Saturday, June 30, 2007

Paul Pillar, the CIA, the DIA and "The Connection"

In an op-ed for the Washington Post today (reg. required), former DIA analyst Christina Shelton corrects George Tenet's mischaracterization of her analysis on Iraq's ties to al Qaeda.

Ms. Shelton points to something in Tenet's book that caught my eye as well. Tenet explains that the CIA's terrorism analysts "believed to be credible the reporting that suggested a deeper relationship," while the agency's regional analysts "significantly limited the cooperation that was suggested by the reporting."

When Tenet mentions the agency's "regional" analysts he is most certainly referring to Paul Pillar, the former National Intelligence Officer for the Near East and South Asia, and his supporting crew. Pillar has been a very vocal opponent of the idea that Saddam's Iraq and al Qaeda could cooperate. He apparently believes that ideology trumps all other concerns such that the "secular" Saddam and the Islamists of al Qaeda couldn't possibly find common ground.

This is nonsense, of course. Our enemies are not cheap cartoon caricatures. They are more than capable of overlooking even substantial ideological disagreements in order to cooperate against their common enemies (just as humans have for all of recorded history: The Soviets and Nazi Germany pre-World War II, the Soviets and the U.S. in World War II, etc.). And Saddam cloaked his regime in the language of the jihadis during the 1990's as well.

But Pillar has made a name for himself by advancing this argument. His Foreign Affairs piece published last year, for example, has been widely cited. In that piece, Pillar accused the Bush administration - including Vice President Cheney - of "cherry-picking" data. He wrote:

But the greatest discrepancy between the administration's public statements and the intelligence community's judgments concerned not WMD (there was indeed a broad consensus that such programs existed), but the relationship between Saddam and al Qaeda. The enormous attention devoted to this subject did not reflect any judgment by intelligence officials that there was or was likely to be anything like the "alliance" the administration said existed. The reason the connection got so much attention was that the administration wanted to hitch the Iraq expedition to the "war on terror" and the threat the American public feared most, thereby capitalizing on the country's militant post-9/11 mood.

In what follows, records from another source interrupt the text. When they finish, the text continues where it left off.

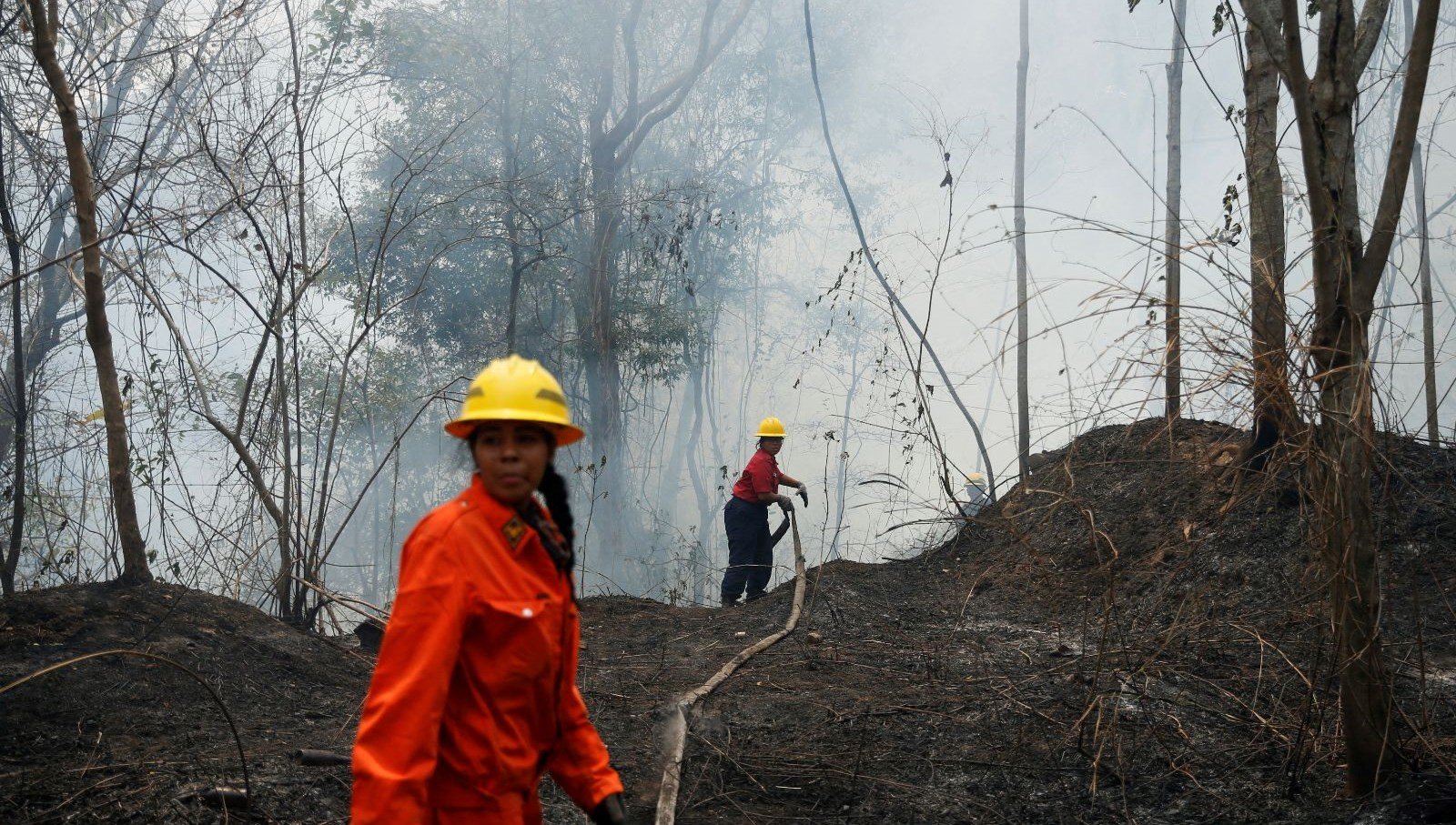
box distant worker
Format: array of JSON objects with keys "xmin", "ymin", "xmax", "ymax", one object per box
[
  {"xmin": 961, "ymin": 473, "xmax": 992, "ymax": 518},
  {"xmin": 723, "ymin": 416, "xmax": 810, "ymax": 607},
  {"xmin": 351, "ymin": 355, "xmax": 626, "ymax": 825}
]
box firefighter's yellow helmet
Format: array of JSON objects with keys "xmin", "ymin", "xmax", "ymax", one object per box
[
  {"xmin": 446, "ymin": 355, "xmax": 585, "ymax": 447},
  {"xmin": 753, "ymin": 415, "xmax": 788, "ymax": 438}
]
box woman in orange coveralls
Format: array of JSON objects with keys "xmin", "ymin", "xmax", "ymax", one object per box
[{"xmin": 351, "ymin": 355, "xmax": 626, "ymax": 825}]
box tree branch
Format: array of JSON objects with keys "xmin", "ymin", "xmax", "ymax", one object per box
[{"xmin": 1354, "ymin": 0, "xmax": 1441, "ymax": 306}]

The issue of possible ties between Saddam and al Qaeda was especially prone to the selective use of raw intelligence to make a public case for war. In the shadowy world of international terrorism, almost anyone can be "linked" to almost anyone else if enough effort is made to find evidence of casual contacts, the mentioning of names in the same breath, or indications of common travels or experiences. Even the most minimal and circumstantial data can be adduced as evidence of a "relationship," ignoring the important question of whether a given regime actually supports a given terrorist group and the fact that relationships can be competitive or distrustful rather than cooperative.

The intelligence community never offered any analysis that supported the notion of an alliance between Saddam and al Qaeda...

Pillar goes on. But he never mentions that some of his colleagues within the CIA disagreed with his take - as pointed out by Tenet and Shelton. Pillar leaves no room for the possibility that there was more than one way to look at the issue of Saddam's ties to al Qaeda, or that perhaps he and his analysts in the NESA were simply wrong. Instead, Pillar pretends that only those interested in justifying a war by "capitalizing on the country's militant post-9/11 mood" could possibly think that Saddam's ties to al Qaeda were worrisome.

Pillar also does not mention that his own boss, George Tenet, thinks that there was "more than enough evidence" to worry about. Nor does he mention that his own CIA produced at least three analytic products (memos) from the summer of 2002 to the eve of the Iraq war in January 2003, all of which discussed the evidence of a relationship between Saddam's Iraq and al Qaeda. The evidence I cite in my piece on Tenet's book goes through the intelligence that was in those three memos - as recounted by Tenet himself.

None of this has been critically examined by the mainstream press. Instead, Pillar is uncritically cited as an unbiased source. (For example, as explained by Robert Novak, Pillar became a "hero" for journalists like Michael Isikoff and David Corn.) But perhaps those journalists that rely on Paul Pillar for their (mis)understanding of these events should rethink their sourcing.

Pillar's "analysis" is based on an assumption about our enemies. There is much evidence that contradicts that assumption, but Pillar couldn't be bothered to honestly investigate it. Others in the CIA and the DIA did.

That story is still not widely known.